I am new to R and I have tried searching for an answer. I read about quantile and the "partial" argument of sort, but my apologies if I am missing something obvious. I'm wondering if there is a way of doing the following:
- Take an unsorted data set and sort it on x
- Throw away the top N data points
- Throw away the bottom N data points
- Perform a regression
Like for example, if i have 400 data points, I might want to throw away the top 5 and bottom 5 data points (not throw away values that are top 5% etc like I believe quantile would be).

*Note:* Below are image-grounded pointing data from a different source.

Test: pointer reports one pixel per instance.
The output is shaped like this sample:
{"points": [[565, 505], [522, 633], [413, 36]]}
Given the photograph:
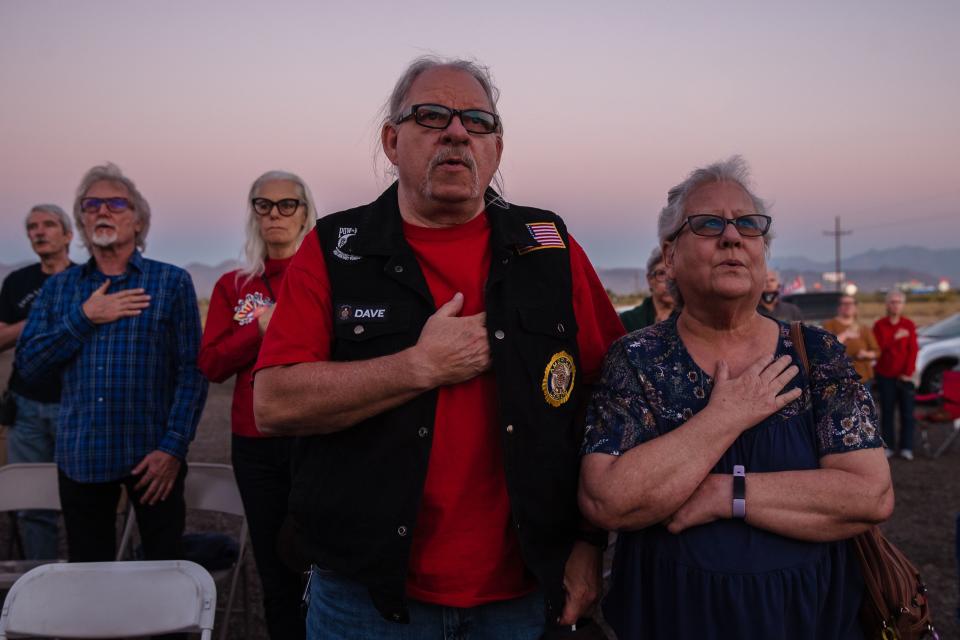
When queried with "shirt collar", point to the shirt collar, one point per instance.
{"points": [[135, 262], [382, 227]]}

Here's the code I have so far for performing the regression (some of the "if"-statements get a little complicated, so I left most of them out to try to simplify things):
Everything is in the dataframe "dependencies."
myY <- dependencies$yValue
myX0 <- dependencies$xValue
if ( timeInterval == 0 ) {
cat("A","\n")
myY <- dependencies$yValueAlternate
} else if ( timeInterval == 1 ) {
myX1 <- dependencies$xValueAlternate
}
##Add truncation step
if ( timeInterval == 0 ){
myLm <- lm(myY~myX0,dependencies)
} else if ( timeInterval == 1){
myLm <- lm(myY~myX0+myX1,dependencies)
}
print(myLm)
intercept <- coef(myLm)["(Intercept)"]
beta1 <- coef(myLm)["myX0"]
Thanks for reading and any advice/direction you can give.